Welcome to See/Hear, InsideHook’s deep dive into the month’s most important cultural happenings, pop and otherwise. Every month, we round up the biggest upcoming movie, TV and album releases, ask some cool people to tell us what they’ve been into lately, make you a playlist we guarantee you’ll have on heavy rotation and recommend a classic (or unduly overlooked) piece of pop culture we think is worth revisiting.
MOVIES
People We Meet on Vacation
Jan. 9, Netflix
It’s been a while since we’ve had a good rom-com, and this one looks promising. Based on Emily Henry’s bestselling 2021 novel of the same name, People We Meet on Vacation features Emily Bader and Tom Blyth as its leads, but the supporting cast is the real draw here: Molly Shannon, Alan Ruck, Lukas Gage and Jameela Jamil.
Dead Man’s Wire
In theaters Jan. 9 (limited release), wide release Jan. 16
Gus Van Sant’s new drama is based on a 1977 hostage situation in Indianapolis in which Tony Kiritsis, a man who had fallen behind on his mortgage payments, held his broker Richard O. Hall captive for 63 hours after Hall refused to give him more time to pay, all the while placing frequent calls to a local radio station to broadcast his demands.
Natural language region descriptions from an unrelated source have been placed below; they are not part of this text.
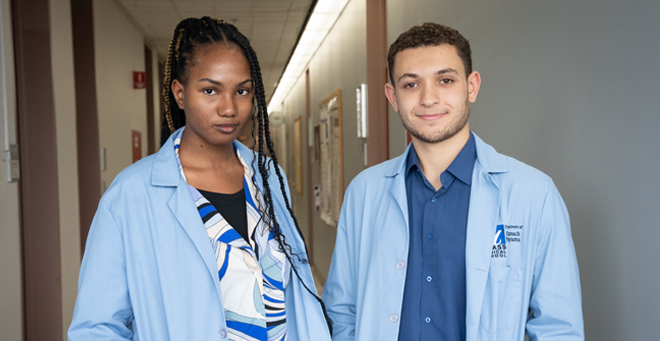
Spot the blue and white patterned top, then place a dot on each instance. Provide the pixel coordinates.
(252, 275)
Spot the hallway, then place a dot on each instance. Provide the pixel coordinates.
(568, 88)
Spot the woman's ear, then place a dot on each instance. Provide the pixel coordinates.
(179, 93)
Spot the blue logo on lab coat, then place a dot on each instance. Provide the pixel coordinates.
(499, 244)
(499, 235)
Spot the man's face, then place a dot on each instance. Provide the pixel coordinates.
(431, 92)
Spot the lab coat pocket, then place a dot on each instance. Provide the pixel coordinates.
(502, 305)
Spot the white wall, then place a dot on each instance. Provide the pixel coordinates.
(339, 63)
(119, 50)
(571, 88)
(10, 252)
(67, 160)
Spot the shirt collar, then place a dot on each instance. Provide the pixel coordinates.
(461, 167)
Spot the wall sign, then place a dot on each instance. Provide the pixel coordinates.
(139, 79)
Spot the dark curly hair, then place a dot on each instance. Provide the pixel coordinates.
(190, 36)
(430, 34)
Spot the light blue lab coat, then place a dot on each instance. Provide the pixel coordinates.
(536, 286)
(149, 271)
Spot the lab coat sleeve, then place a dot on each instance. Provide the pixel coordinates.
(556, 301)
(340, 290)
(103, 309)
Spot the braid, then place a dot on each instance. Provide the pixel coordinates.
(190, 34)
(263, 163)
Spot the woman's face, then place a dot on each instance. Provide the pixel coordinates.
(217, 95)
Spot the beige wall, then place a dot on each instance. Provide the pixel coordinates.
(119, 50)
(67, 161)
(10, 252)
(339, 63)
(157, 95)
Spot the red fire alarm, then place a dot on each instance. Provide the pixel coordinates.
(136, 142)
(139, 79)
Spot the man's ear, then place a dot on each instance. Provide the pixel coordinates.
(391, 96)
(179, 93)
(474, 83)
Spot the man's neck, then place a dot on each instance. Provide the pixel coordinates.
(435, 158)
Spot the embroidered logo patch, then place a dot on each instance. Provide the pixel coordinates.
(513, 233)
(499, 244)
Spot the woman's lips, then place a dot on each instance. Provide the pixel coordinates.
(226, 128)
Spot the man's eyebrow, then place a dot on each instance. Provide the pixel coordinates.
(447, 70)
(409, 75)
(440, 72)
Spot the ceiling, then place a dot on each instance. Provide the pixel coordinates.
(271, 25)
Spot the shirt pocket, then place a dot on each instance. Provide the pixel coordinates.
(502, 305)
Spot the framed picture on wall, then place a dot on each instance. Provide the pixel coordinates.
(331, 155)
(297, 145)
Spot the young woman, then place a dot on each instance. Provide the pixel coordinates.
(199, 242)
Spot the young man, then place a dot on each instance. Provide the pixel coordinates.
(451, 240)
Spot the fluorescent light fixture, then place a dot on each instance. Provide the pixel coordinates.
(323, 18)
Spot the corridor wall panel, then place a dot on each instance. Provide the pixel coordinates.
(339, 63)
(571, 88)
(67, 159)
(11, 327)
(119, 50)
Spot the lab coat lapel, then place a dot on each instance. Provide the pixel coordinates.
(397, 171)
(165, 173)
(482, 222)
(185, 211)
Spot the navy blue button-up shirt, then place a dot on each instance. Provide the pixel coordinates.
(434, 298)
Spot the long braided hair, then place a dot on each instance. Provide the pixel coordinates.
(191, 34)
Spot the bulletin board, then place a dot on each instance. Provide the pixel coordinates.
(331, 157)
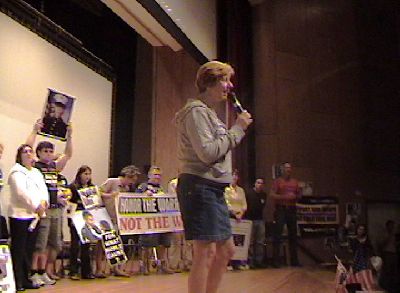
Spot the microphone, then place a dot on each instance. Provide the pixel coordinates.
(235, 102)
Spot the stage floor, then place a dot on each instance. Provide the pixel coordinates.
(284, 280)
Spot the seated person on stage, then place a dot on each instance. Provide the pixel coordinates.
(159, 240)
(236, 201)
(256, 199)
(180, 252)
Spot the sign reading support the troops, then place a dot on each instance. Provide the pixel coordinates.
(113, 248)
(318, 214)
(7, 283)
(142, 214)
(241, 233)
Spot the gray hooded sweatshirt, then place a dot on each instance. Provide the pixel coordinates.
(204, 142)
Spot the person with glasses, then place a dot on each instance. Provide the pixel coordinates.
(204, 151)
(29, 200)
(49, 241)
(109, 190)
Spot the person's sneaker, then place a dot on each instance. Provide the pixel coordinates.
(75, 277)
(47, 280)
(36, 280)
(89, 277)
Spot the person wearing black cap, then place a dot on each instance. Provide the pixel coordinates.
(53, 123)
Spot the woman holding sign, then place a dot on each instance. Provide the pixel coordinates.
(29, 200)
(204, 152)
(83, 179)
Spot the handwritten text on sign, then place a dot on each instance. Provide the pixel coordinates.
(139, 214)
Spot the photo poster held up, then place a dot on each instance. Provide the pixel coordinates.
(56, 115)
(241, 233)
(113, 248)
(91, 224)
(7, 282)
(90, 197)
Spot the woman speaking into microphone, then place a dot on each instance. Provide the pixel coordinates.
(204, 153)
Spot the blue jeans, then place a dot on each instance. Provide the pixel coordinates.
(285, 215)
(257, 240)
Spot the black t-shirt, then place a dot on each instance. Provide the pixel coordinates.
(50, 175)
(255, 204)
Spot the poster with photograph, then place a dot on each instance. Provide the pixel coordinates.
(241, 233)
(56, 115)
(113, 248)
(90, 197)
(91, 224)
(353, 215)
(7, 283)
(276, 170)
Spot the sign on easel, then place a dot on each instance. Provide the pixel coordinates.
(7, 283)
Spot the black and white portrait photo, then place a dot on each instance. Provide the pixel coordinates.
(56, 115)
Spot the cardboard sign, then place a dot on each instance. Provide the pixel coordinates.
(241, 233)
(7, 283)
(91, 224)
(142, 214)
(113, 248)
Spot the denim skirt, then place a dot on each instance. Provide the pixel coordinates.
(203, 208)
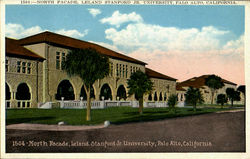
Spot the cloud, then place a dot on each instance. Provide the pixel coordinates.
(182, 53)
(117, 18)
(72, 33)
(94, 12)
(18, 31)
(166, 38)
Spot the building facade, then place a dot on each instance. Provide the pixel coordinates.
(34, 73)
(199, 82)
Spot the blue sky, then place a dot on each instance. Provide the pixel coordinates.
(157, 35)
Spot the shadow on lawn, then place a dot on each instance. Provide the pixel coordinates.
(26, 120)
(152, 116)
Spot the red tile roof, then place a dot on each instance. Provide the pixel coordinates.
(199, 82)
(64, 41)
(14, 49)
(154, 74)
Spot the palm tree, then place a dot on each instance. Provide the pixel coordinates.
(194, 96)
(172, 101)
(90, 66)
(213, 82)
(139, 84)
(233, 95)
(221, 99)
(242, 88)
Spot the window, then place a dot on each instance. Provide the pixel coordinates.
(23, 67)
(7, 65)
(126, 71)
(123, 70)
(58, 60)
(18, 66)
(63, 59)
(29, 68)
(111, 69)
(120, 70)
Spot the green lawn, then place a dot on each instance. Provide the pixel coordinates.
(116, 115)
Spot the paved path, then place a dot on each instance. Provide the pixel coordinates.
(215, 132)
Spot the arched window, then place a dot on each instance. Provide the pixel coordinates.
(84, 94)
(121, 92)
(160, 98)
(23, 92)
(7, 92)
(155, 97)
(150, 97)
(106, 92)
(65, 89)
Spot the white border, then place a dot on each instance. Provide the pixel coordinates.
(124, 155)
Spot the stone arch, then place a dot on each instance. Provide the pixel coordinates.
(155, 97)
(84, 94)
(160, 97)
(150, 97)
(7, 92)
(105, 92)
(23, 92)
(65, 89)
(165, 96)
(121, 92)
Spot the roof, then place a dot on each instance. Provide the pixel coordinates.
(64, 41)
(199, 82)
(14, 49)
(154, 74)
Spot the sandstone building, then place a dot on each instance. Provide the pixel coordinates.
(34, 73)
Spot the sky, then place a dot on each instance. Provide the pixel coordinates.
(178, 41)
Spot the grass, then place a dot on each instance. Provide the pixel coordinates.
(116, 115)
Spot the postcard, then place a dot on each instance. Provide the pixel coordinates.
(124, 79)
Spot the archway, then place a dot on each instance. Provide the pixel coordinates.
(7, 92)
(155, 97)
(121, 92)
(106, 92)
(84, 94)
(23, 92)
(7, 95)
(165, 96)
(150, 97)
(65, 89)
(160, 98)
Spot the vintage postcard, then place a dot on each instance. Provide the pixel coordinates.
(124, 79)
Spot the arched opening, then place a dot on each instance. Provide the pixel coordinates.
(84, 94)
(106, 92)
(121, 92)
(23, 92)
(165, 96)
(7, 95)
(7, 92)
(160, 98)
(155, 97)
(23, 95)
(150, 97)
(65, 89)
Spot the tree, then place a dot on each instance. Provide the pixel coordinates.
(232, 95)
(139, 84)
(213, 82)
(194, 96)
(90, 66)
(172, 101)
(221, 99)
(242, 88)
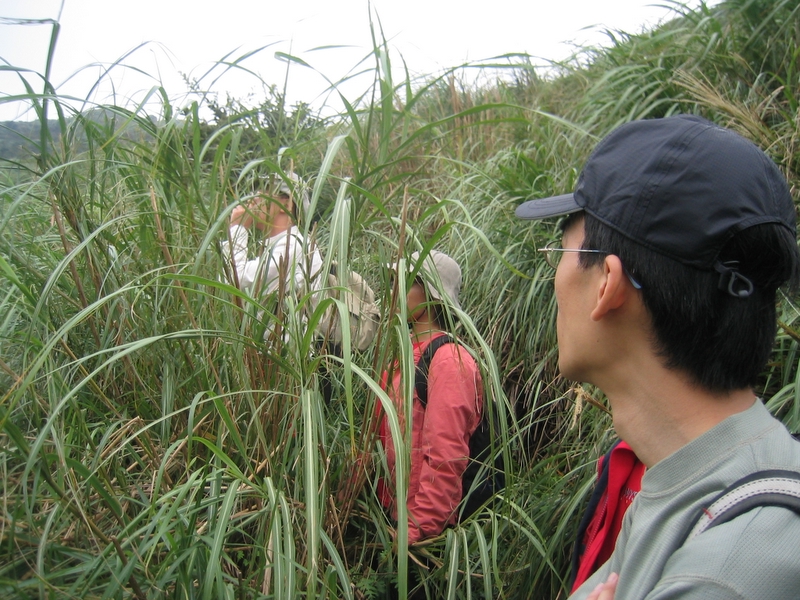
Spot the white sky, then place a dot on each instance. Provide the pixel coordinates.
(188, 36)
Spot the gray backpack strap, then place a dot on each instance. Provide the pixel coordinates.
(763, 488)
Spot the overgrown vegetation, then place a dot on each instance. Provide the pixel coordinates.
(155, 443)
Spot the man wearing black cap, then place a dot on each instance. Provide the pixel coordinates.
(678, 236)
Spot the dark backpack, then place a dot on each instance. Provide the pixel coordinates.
(480, 480)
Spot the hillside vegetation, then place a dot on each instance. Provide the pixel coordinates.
(154, 443)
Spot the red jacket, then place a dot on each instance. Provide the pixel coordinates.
(618, 483)
(440, 437)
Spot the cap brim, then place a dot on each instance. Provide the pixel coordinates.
(554, 206)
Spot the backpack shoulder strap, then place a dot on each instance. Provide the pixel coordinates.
(424, 364)
(763, 488)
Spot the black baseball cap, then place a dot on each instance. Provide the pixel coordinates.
(680, 185)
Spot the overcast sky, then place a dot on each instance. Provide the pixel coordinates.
(188, 36)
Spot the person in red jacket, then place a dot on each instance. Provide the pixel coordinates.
(440, 431)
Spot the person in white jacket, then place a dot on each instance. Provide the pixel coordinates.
(287, 263)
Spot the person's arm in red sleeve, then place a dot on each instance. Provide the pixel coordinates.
(451, 416)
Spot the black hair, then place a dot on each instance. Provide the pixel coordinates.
(722, 342)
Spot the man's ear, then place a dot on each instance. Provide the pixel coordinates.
(614, 288)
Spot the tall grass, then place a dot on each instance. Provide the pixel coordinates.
(164, 434)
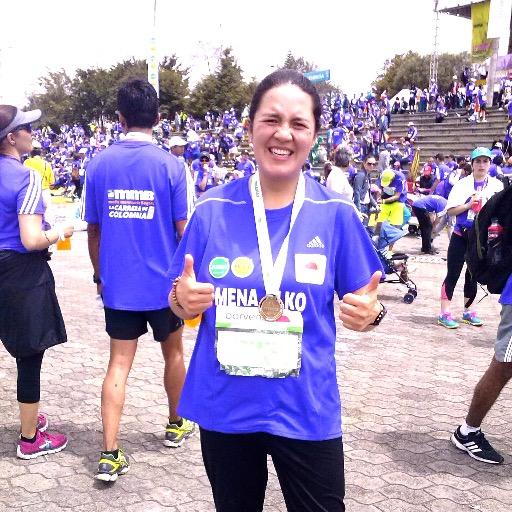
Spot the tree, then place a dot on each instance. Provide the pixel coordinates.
(411, 68)
(221, 90)
(55, 101)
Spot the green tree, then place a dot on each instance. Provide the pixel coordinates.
(221, 90)
(411, 68)
(55, 100)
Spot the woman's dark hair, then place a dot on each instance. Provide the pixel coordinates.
(497, 160)
(282, 77)
(138, 102)
(327, 169)
(341, 159)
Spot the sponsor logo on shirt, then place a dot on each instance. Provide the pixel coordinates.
(242, 266)
(310, 268)
(219, 267)
(131, 204)
(243, 297)
(316, 243)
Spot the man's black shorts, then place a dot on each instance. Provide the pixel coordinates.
(129, 325)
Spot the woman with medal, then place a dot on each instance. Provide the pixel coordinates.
(466, 199)
(261, 260)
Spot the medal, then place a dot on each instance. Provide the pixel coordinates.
(271, 308)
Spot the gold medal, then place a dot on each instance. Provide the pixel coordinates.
(271, 308)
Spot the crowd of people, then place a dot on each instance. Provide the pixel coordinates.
(256, 263)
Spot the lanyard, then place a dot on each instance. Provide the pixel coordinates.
(273, 272)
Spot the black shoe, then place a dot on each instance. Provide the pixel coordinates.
(476, 446)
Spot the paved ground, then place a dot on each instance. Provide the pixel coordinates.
(405, 387)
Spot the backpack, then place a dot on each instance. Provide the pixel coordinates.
(491, 264)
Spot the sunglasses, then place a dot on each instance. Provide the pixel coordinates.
(26, 127)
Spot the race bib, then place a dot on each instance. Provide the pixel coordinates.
(249, 346)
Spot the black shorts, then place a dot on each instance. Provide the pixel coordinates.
(130, 325)
(311, 473)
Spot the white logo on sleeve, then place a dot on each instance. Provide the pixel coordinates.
(316, 243)
(310, 268)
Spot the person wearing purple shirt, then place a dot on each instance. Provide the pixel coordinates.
(202, 169)
(287, 406)
(429, 210)
(30, 317)
(468, 436)
(136, 204)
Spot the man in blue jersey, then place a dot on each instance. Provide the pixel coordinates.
(136, 205)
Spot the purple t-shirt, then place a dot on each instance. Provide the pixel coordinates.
(432, 203)
(221, 230)
(136, 192)
(20, 194)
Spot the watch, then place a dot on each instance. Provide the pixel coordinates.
(381, 315)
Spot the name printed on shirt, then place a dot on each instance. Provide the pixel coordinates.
(131, 204)
(243, 297)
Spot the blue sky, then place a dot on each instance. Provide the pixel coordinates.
(351, 38)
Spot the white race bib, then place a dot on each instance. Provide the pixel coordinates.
(247, 345)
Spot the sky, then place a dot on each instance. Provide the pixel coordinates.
(352, 38)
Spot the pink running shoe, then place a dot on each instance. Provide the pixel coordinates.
(45, 443)
(42, 422)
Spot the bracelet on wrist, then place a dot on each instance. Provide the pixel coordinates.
(174, 297)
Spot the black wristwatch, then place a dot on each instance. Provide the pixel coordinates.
(381, 315)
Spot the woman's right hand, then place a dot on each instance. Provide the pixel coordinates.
(194, 297)
(66, 228)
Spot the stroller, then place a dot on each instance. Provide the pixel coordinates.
(394, 264)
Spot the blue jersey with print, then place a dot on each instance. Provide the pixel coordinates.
(222, 227)
(431, 203)
(20, 194)
(136, 192)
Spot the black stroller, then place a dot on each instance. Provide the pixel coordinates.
(394, 264)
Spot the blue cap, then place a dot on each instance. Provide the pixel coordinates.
(480, 151)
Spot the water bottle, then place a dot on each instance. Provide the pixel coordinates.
(494, 242)
(494, 231)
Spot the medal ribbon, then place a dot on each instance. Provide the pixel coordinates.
(273, 272)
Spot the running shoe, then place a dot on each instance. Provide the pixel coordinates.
(175, 435)
(446, 320)
(44, 444)
(110, 467)
(476, 446)
(42, 422)
(469, 317)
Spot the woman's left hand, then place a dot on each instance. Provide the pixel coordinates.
(360, 309)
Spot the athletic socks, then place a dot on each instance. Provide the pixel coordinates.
(466, 429)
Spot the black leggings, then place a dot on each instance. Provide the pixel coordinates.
(311, 473)
(29, 378)
(455, 262)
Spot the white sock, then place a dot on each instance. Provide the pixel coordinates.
(466, 429)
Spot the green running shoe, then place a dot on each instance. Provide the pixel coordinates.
(446, 320)
(109, 468)
(469, 317)
(175, 435)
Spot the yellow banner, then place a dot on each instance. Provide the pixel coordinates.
(413, 173)
(481, 47)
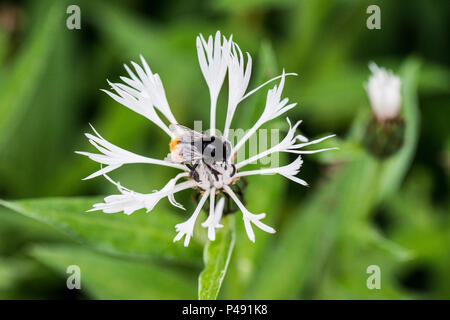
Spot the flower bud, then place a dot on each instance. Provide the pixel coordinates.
(383, 89)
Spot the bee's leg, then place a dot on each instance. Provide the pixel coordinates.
(234, 170)
(213, 171)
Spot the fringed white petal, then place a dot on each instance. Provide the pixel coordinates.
(288, 144)
(215, 215)
(213, 59)
(238, 79)
(249, 217)
(129, 201)
(187, 228)
(274, 108)
(148, 84)
(114, 157)
(289, 171)
(142, 93)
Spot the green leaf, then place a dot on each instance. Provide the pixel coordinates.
(139, 235)
(21, 83)
(217, 256)
(308, 238)
(106, 277)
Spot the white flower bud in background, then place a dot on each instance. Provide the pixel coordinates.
(383, 89)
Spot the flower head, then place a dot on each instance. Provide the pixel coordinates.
(384, 93)
(206, 161)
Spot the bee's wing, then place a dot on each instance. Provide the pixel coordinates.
(185, 134)
(190, 153)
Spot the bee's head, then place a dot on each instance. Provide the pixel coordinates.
(215, 149)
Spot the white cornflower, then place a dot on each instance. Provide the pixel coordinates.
(383, 89)
(206, 160)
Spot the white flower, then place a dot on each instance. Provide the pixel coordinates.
(214, 66)
(215, 214)
(384, 93)
(143, 93)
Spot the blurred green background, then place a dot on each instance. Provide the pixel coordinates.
(358, 211)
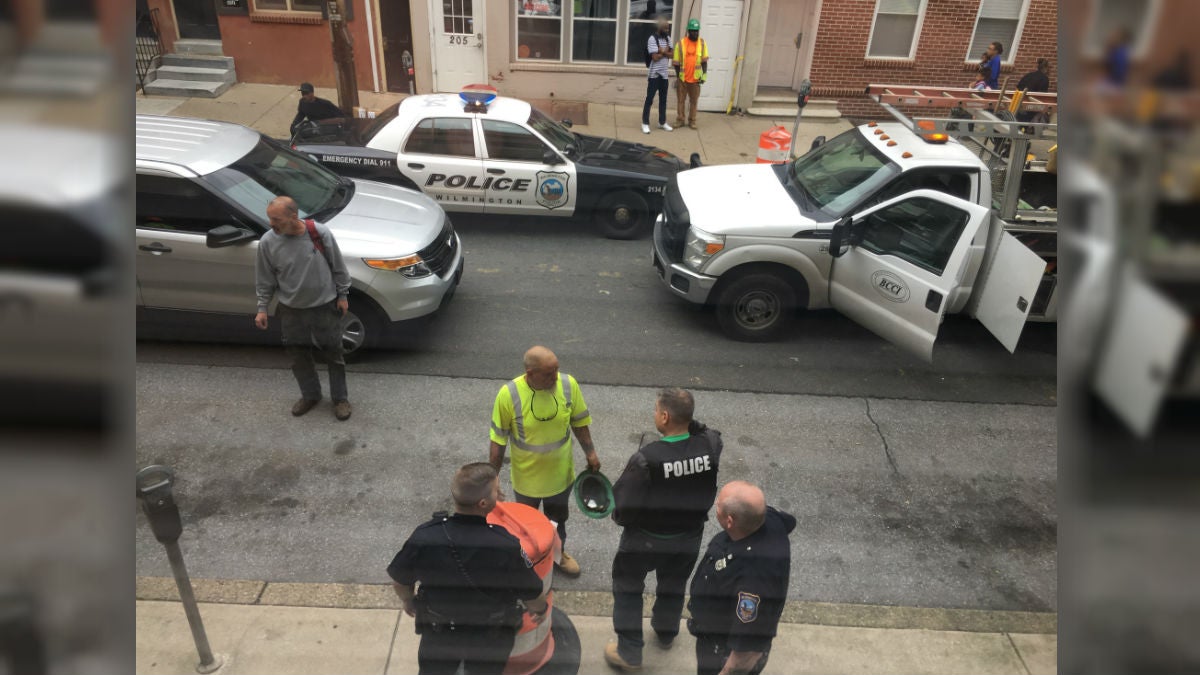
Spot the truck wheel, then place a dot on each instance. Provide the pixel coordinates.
(757, 308)
(623, 215)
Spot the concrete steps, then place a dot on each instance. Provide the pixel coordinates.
(192, 73)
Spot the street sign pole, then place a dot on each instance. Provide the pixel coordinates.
(343, 57)
(157, 502)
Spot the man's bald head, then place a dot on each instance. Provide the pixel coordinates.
(741, 508)
(282, 211)
(541, 368)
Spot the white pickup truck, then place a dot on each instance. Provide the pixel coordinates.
(889, 226)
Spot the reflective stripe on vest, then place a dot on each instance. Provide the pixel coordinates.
(519, 438)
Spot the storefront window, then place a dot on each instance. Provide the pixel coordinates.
(540, 29)
(642, 15)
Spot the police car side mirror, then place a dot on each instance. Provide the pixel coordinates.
(840, 238)
(227, 236)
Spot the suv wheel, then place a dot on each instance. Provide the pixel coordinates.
(757, 308)
(623, 215)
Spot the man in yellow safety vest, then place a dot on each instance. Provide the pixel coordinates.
(691, 70)
(538, 412)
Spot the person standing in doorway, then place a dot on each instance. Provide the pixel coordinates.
(300, 264)
(690, 63)
(658, 59)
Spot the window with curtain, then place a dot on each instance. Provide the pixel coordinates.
(895, 30)
(641, 25)
(594, 31)
(997, 22)
(540, 29)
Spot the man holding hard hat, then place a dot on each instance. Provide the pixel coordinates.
(537, 413)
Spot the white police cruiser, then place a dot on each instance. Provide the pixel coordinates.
(486, 154)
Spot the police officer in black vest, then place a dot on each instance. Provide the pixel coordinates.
(661, 501)
(472, 579)
(741, 584)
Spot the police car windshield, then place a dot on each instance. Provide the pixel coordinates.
(839, 174)
(271, 169)
(551, 130)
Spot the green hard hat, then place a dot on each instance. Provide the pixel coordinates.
(593, 494)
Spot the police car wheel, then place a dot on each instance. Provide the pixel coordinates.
(623, 215)
(756, 308)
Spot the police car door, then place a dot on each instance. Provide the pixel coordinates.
(443, 159)
(897, 264)
(525, 174)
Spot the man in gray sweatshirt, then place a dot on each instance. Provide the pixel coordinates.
(312, 286)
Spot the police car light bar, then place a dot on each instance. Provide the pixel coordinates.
(477, 97)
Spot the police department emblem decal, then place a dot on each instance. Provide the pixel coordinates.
(553, 189)
(748, 607)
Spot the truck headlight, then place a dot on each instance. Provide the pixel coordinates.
(412, 267)
(701, 246)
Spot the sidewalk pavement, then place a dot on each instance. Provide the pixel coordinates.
(720, 139)
(267, 627)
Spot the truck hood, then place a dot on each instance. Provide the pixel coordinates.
(385, 220)
(624, 156)
(739, 199)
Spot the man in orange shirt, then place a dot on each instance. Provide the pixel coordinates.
(691, 70)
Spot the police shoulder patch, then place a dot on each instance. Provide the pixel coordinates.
(748, 607)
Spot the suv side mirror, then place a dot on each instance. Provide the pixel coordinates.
(227, 236)
(840, 238)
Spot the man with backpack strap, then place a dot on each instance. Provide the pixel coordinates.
(691, 70)
(300, 264)
(658, 59)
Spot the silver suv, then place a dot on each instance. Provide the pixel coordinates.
(202, 195)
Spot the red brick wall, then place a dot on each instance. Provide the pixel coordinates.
(841, 70)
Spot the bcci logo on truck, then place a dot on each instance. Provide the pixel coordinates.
(552, 189)
(891, 286)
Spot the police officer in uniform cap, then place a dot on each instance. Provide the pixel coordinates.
(663, 500)
(469, 578)
(741, 584)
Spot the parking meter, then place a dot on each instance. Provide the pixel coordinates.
(157, 502)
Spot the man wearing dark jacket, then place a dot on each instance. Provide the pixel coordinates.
(313, 108)
(741, 584)
(661, 502)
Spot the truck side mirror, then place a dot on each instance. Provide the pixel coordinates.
(840, 238)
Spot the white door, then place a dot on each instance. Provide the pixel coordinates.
(519, 178)
(459, 54)
(786, 39)
(905, 260)
(720, 22)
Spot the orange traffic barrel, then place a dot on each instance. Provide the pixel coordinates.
(539, 537)
(773, 145)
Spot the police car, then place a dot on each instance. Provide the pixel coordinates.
(486, 154)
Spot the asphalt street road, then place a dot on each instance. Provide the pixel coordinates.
(915, 484)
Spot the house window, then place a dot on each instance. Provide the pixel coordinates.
(587, 31)
(897, 29)
(641, 25)
(999, 21)
(288, 5)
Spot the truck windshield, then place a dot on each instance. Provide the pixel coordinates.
(551, 130)
(840, 173)
(269, 171)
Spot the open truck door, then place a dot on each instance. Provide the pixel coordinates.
(897, 264)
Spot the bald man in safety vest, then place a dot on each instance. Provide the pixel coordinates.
(691, 70)
(537, 413)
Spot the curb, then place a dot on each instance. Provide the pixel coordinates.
(595, 603)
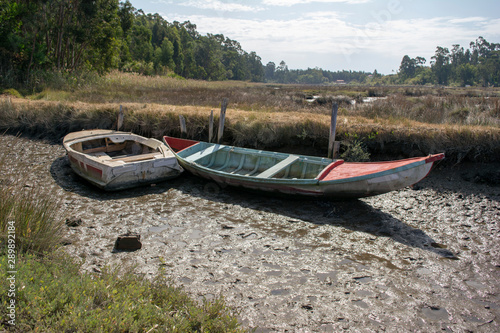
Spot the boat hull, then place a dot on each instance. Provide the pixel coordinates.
(120, 173)
(342, 189)
(320, 177)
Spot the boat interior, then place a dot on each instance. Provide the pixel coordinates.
(258, 164)
(125, 150)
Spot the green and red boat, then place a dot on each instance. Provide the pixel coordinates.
(297, 174)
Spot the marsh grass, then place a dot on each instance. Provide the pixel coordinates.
(32, 216)
(54, 296)
(407, 121)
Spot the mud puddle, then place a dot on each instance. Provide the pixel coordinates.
(419, 259)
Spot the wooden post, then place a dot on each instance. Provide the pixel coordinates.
(222, 119)
(119, 120)
(332, 144)
(182, 121)
(211, 126)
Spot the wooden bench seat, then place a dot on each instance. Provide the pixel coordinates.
(203, 153)
(269, 173)
(135, 158)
Bill Skarsgård stars as Kiritsis, with Stranger Things‘s Dacre Montgomery playing Hall. They’re joined in the stacked cast by Colman Domingo, Al Pacino, Cary Elwes and Myha’la. “When I read the script there were links embedded in it — you could click them and hear the real 911 calls,” Van Sant told Variety recently. “Tony talked so fast, like Scorsese on a cocaine bender, cracking jokes and losing his temper. I thought, ‘This is an amazing character. The story had this weird barnstormer energy.’”
The Chronology of Water
In theaters Jan. 9 (limited release)
Kristen Stewart makes her feature film directorial debut with this adaptation of Lidia Yuknavitch’s 2011 memoir that chronicles her abusive childhood, her career as a competitive swimmer and her struggles with addiction. Imogen Poots stars as Yuknavitch, and she’s joined in the cast by Thora Birch, Susannah Flood, Tom Sturridge, Kim Gordon, Michael Epp and others.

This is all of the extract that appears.